# Stir Fry Sauces



## Val999 (Apr 14, 2016)

Does anyone have a good stir fry sauce they either make or buy as the ones are used to buy are high in carbs. I like oyster, black bean, chilli etc

Cheers guys


----------



## DeusXM (Apr 14, 2016)

Sharwoods Black Bean sauce is something like 11g of carbs per half a jar.

What are you serving your stir fry with, out of interest?


----------



## Val999 (Apr 14, 2016)

Thanks Deus and I will have a look at the Sharwoods sauces. I fry strips of beef then add a pack of Sainsburys stir fry veg. They do a number of different ones, just the veg no sauce with it so that's fine. I then add a sauce so need a better one. I don't have anything else with it I just like it on its own.


----------



## Annette (Apr 14, 2016)

Make your own-a couple of spoons of peanut butter,same of soy sauce, one of oil, put in a jar,shake like buggery until mixed, add to pan. Much fewer in carbs and not much more effort than opening a packet.


----------



## Val999 (Apr 14, 2016)

Thanks Annette unfortunately I cannot stand peanut butter


----------



## Annette (Apr 14, 2016)

How about a different nut butter? Cashew nut butter would work just as well.


----------



## Amigo (Apr 14, 2016)

If you like a sweeter plum sauce (probably better with chicken), this is a good one. I think you could add fresh garlic or chilli if you'd like;

Low carb plum sauce (approx. 2 grams carb per 2 tablespoon serving). This makes 4 servings.

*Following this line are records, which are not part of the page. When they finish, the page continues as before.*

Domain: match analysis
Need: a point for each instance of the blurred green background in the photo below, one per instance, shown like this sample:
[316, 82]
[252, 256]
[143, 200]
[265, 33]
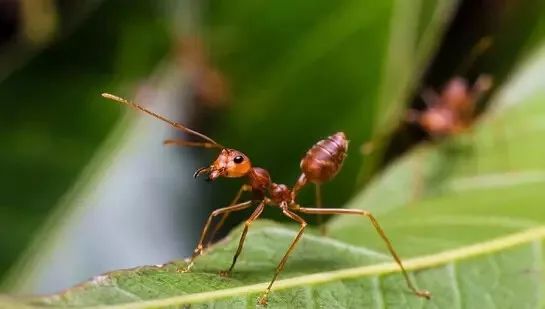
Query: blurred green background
[85, 189]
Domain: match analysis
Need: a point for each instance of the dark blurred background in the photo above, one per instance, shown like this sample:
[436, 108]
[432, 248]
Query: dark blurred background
[87, 186]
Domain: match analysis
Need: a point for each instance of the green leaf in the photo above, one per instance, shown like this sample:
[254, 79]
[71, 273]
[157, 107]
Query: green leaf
[468, 225]
[328, 273]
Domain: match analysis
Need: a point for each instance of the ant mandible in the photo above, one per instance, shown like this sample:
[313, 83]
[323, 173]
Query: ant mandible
[321, 163]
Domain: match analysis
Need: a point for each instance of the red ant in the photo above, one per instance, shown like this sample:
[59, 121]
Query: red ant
[453, 110]
[321, 163]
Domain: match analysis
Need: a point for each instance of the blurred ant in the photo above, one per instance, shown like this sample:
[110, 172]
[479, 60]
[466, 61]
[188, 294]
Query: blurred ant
[320, 164]
[453, 110]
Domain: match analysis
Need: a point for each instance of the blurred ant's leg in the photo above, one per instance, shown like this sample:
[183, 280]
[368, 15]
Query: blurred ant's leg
[181, 142]
[199, 249]
[257, 212]
[318, 201]
[380, 231]
[242, 189]
[263, 299]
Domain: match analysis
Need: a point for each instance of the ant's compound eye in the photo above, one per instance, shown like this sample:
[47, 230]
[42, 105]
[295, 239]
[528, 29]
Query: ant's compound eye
[238, 159]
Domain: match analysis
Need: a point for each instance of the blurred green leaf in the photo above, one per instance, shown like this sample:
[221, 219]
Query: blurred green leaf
[473, 228]
[302, 71]
[50, 126]
[503, 151]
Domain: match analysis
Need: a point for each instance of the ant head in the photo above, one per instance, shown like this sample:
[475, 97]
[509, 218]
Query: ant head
[230, 163]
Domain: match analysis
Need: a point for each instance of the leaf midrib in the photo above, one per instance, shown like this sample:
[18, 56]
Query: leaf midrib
[418, 263]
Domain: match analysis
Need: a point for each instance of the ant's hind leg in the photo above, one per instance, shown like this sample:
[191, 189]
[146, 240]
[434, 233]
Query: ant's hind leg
[257, 212]
[380, 231]
[264, 297]
[200, 247]
[320, 218]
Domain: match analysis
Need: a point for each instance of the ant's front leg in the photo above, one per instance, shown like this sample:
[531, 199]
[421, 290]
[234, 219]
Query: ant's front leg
[257, 212]
[200, 246]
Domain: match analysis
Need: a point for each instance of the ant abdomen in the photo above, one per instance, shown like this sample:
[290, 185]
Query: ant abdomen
[324, 160]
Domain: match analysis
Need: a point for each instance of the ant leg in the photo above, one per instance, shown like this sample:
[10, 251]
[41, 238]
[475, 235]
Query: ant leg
[225, 215]
[318, 199]
[263, 299]
[301, 182]
[199, 249]
[380, 231]
[257, 212]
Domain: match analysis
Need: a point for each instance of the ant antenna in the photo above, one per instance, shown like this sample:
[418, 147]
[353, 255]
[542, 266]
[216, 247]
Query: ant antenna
[209, 144]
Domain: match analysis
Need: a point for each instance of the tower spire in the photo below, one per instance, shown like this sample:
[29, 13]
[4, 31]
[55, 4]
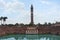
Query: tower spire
[32, 15]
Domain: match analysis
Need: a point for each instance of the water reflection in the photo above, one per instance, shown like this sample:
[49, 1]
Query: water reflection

1/3 cup sugar-free plum jam. You can also use sugar-free apricot jam if it's easier to find.
1 Tablespoon plus 1 teaspoon soy sauce
1 teaspoon vinegar (any kind except balsamic)
1/4 teaspoon Chinese Five Spice Powder


----------



## HOBIE (Apr 14, 2016)

I enjoy with just the Toasted Sesame oil, lots of veg & 35g of noodles


----------



## Val999 (Apr 15, 2016)

Thanks for your thoughts folks. Amigo I like the sound of the plum sauce if a can find a sugar free jam but don't like the taste of apricots. I will see what Sainsburys have when I'm next there.


----------